Bureau directors decide to return to tradition

April 16, 2004|By Sandy Alexander | Sandy Alexander,SUN STAFF

The Maryland Farm Bureau wants to bring royalty back to county fairs.

After renaming the six-decade-old competition last year to the Agricultural Ambassador Contest and giving up crowns and formal gowns in favor of businesslike blazers, the farm bureau's board of directors decided Tuesday to return to the tradition.

The blazers are out. The tiaras are back. The winners will again be named farm queen.

"Last year, we made a change, we tried it out," said state bureau President Earl Hance. "A lot of the members didn't particularly care for it.

"They felt the girls did not have as much of a presence without the crown," he said.

The Maryland State Fair's leaders will now have to decide if they want to embrace the latest changes or move in a different direction, cutting their long-standing ties with the Farm Bureau's contest. Some state fair board members favor ending their association with the contest, said F. Grove Miller Jr., chairman of the state fair board of directors.

"A lot of us feel that it's a step backward as far as the contest goes," he told the Associated Press. "We made some changes last year that we felt were a step in the right direction. I guess they didn't turn out that way."

Clarksville resident Anna Marie Schlicht, 17, Howard County's reigning agriculture ambassador, said she would rather have the title farm queen.

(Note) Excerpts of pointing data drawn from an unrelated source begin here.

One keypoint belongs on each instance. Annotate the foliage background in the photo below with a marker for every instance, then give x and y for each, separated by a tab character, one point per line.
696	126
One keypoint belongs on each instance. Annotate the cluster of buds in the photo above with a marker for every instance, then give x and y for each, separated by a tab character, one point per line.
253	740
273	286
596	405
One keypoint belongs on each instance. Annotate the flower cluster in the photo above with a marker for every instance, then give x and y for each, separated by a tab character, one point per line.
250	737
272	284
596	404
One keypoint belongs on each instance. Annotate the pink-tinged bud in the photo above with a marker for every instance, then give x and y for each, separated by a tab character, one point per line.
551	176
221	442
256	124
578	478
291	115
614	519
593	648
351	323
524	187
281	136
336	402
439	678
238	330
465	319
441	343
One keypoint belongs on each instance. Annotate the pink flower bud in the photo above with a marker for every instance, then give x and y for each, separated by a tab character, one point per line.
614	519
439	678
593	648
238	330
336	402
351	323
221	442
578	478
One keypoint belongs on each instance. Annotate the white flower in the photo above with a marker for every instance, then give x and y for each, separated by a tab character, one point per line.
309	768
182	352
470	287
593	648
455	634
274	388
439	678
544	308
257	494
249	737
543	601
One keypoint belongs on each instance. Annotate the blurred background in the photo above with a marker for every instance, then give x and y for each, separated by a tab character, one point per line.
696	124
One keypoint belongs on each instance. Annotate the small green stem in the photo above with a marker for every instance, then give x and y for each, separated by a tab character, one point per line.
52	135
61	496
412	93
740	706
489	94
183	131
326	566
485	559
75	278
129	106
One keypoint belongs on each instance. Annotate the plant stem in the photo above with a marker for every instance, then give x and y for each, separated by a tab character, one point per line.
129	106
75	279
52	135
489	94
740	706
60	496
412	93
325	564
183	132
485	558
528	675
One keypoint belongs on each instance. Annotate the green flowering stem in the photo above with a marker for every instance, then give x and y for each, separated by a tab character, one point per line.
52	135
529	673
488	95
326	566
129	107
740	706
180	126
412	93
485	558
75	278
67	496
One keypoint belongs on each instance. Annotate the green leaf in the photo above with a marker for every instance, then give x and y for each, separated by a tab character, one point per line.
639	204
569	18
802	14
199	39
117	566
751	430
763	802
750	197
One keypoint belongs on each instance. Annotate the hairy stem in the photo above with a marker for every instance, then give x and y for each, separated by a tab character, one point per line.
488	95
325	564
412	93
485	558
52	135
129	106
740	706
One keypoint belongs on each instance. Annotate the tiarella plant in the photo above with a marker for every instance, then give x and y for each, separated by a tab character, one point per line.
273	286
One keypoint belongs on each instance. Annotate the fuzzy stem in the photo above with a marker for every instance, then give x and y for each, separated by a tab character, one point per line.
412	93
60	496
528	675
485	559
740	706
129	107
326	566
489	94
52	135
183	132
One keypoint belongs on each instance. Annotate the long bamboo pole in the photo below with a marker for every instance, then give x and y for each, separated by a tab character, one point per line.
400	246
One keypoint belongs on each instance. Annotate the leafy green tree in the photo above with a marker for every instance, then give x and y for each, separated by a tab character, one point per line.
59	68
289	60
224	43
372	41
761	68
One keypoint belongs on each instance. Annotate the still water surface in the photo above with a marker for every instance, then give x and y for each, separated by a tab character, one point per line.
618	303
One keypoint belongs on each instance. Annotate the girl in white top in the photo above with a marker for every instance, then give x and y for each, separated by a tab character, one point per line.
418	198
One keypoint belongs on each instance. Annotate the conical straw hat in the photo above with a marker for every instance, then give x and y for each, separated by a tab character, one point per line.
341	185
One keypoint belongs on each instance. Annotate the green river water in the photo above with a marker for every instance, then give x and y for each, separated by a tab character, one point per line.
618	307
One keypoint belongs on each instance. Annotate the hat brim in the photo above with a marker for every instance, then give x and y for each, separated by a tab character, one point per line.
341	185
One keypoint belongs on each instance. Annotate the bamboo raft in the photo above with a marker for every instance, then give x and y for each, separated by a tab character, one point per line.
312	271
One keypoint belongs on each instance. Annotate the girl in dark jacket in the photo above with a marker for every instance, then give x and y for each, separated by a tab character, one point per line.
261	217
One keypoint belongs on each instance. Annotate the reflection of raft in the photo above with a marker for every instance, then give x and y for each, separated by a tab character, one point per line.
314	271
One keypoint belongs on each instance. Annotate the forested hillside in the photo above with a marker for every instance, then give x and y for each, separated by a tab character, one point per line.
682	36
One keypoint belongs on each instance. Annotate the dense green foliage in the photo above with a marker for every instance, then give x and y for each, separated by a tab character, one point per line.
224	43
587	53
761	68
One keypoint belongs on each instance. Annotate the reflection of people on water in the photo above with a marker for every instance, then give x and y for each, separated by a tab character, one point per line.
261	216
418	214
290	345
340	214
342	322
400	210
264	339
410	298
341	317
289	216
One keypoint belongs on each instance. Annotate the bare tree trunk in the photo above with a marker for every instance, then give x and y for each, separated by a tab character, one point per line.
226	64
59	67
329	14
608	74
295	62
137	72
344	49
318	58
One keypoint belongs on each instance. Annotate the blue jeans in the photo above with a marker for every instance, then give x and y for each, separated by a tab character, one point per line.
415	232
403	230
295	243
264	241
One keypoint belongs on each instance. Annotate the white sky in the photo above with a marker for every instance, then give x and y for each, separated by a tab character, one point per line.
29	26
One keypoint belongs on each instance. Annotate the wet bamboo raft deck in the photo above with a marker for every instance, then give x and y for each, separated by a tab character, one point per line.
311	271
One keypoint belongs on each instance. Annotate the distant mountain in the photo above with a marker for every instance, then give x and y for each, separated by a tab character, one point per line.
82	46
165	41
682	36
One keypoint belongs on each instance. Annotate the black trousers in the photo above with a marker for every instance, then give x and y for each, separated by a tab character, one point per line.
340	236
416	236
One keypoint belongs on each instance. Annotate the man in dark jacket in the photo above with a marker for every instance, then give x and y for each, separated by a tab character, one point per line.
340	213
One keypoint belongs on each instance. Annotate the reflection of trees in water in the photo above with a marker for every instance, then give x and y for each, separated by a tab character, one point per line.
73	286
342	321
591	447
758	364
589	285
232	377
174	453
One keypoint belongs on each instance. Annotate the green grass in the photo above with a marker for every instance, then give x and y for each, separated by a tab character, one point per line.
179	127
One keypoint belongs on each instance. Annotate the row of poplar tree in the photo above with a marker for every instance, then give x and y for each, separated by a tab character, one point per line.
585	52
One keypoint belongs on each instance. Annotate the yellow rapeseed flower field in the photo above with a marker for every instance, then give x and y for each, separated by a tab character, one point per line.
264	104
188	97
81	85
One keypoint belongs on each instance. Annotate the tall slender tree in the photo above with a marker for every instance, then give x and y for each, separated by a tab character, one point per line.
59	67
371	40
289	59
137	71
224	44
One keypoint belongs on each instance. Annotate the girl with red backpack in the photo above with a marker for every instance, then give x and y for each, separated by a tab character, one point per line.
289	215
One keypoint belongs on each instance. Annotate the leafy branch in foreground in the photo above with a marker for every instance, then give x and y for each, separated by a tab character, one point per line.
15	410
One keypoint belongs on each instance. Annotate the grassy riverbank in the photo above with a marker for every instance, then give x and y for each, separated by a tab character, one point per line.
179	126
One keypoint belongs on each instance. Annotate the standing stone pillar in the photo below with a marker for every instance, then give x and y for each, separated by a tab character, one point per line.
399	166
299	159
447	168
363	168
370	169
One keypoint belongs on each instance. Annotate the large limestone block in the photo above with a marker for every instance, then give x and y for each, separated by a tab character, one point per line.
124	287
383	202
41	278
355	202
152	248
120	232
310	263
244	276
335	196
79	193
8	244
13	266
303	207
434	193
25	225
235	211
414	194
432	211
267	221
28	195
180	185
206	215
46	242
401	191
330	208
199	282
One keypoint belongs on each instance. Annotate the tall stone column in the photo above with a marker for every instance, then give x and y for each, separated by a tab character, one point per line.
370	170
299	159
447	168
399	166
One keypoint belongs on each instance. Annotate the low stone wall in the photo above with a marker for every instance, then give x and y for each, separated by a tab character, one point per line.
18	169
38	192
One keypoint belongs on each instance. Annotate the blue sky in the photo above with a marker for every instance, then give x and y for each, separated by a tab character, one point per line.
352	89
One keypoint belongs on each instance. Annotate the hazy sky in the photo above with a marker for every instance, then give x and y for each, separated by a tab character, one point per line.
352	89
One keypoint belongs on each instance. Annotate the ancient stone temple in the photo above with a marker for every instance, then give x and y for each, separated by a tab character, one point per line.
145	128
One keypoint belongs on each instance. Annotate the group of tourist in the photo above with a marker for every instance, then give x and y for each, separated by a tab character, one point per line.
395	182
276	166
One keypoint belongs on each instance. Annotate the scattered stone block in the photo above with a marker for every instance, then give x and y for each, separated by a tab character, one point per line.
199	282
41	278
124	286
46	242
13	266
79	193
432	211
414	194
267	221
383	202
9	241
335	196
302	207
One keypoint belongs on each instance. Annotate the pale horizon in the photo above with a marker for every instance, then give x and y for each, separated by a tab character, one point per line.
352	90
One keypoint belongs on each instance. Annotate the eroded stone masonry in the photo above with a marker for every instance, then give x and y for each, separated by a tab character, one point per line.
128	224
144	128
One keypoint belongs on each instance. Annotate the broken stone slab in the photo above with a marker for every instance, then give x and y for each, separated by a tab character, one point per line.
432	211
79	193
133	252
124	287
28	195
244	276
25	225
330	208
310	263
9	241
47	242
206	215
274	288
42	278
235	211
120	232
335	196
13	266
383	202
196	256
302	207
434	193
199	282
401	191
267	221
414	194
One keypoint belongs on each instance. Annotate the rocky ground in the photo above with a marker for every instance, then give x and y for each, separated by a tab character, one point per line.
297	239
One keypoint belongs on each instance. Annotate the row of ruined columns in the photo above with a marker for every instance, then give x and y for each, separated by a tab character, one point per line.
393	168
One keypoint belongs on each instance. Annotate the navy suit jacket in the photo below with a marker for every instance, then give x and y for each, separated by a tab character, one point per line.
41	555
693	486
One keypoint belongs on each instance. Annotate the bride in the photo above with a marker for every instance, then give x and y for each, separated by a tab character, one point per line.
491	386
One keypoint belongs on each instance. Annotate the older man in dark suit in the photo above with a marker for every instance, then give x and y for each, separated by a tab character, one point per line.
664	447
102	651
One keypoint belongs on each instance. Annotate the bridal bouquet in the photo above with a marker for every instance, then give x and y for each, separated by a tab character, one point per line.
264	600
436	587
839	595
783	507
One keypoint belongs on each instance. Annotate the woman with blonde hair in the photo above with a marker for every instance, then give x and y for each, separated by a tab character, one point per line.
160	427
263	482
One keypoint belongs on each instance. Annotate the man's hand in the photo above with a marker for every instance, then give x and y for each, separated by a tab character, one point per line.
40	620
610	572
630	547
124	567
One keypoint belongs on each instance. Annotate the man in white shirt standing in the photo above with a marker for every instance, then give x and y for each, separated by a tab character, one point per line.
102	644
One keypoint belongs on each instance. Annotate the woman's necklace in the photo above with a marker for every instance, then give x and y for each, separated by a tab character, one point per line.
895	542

"When I was younger, I wanted to be a farm queen," she said, adding that recent controversy over titles and tiaras has eclipsed talk of animal husbandry and farm economics. She said more girls will participate if they get to wear gowns.

The contest, which seeks an agriculture spokeswoman among Farm Bureau members from ages 16 to 19, judges the contestants on their poise, public-speaking skills and knowledge of farming.

The winners from each county advance to compete at the state contest, held each year at the state fair in Timonium. Last year, the state farm queen received a $6,500 college scholarship and four runners-up were awarded $1,000 scholarships.

The state bureau's women's committee worked with the state fair for two years to update the contest, said Beverly Burton, the women's committee chairwoman. They believed an ambassador "is something the public can relate to and that is more current with the times," she said. The changes could have opened contests to young men.

Contestants aren't judged on appearance, she said, so her committee tried to move away from the beauty-related aspects.

Carolyn Lechlider, who leads the Montgomery County Farm Bureau Women's Committee and oversees the farm queen contest there, said, "It is sad that we have to go back on something that I think was certainly progress."

Lechlider, of Laytonsville, said with society changing, the farm queen contest needs to keep up. Most of all, she said, she would like to see consistency from the Farm Bureau.

"The young women are the ones actually being penalized for their flip-flop back and forth," she said.

The Associated Press contributed to this article.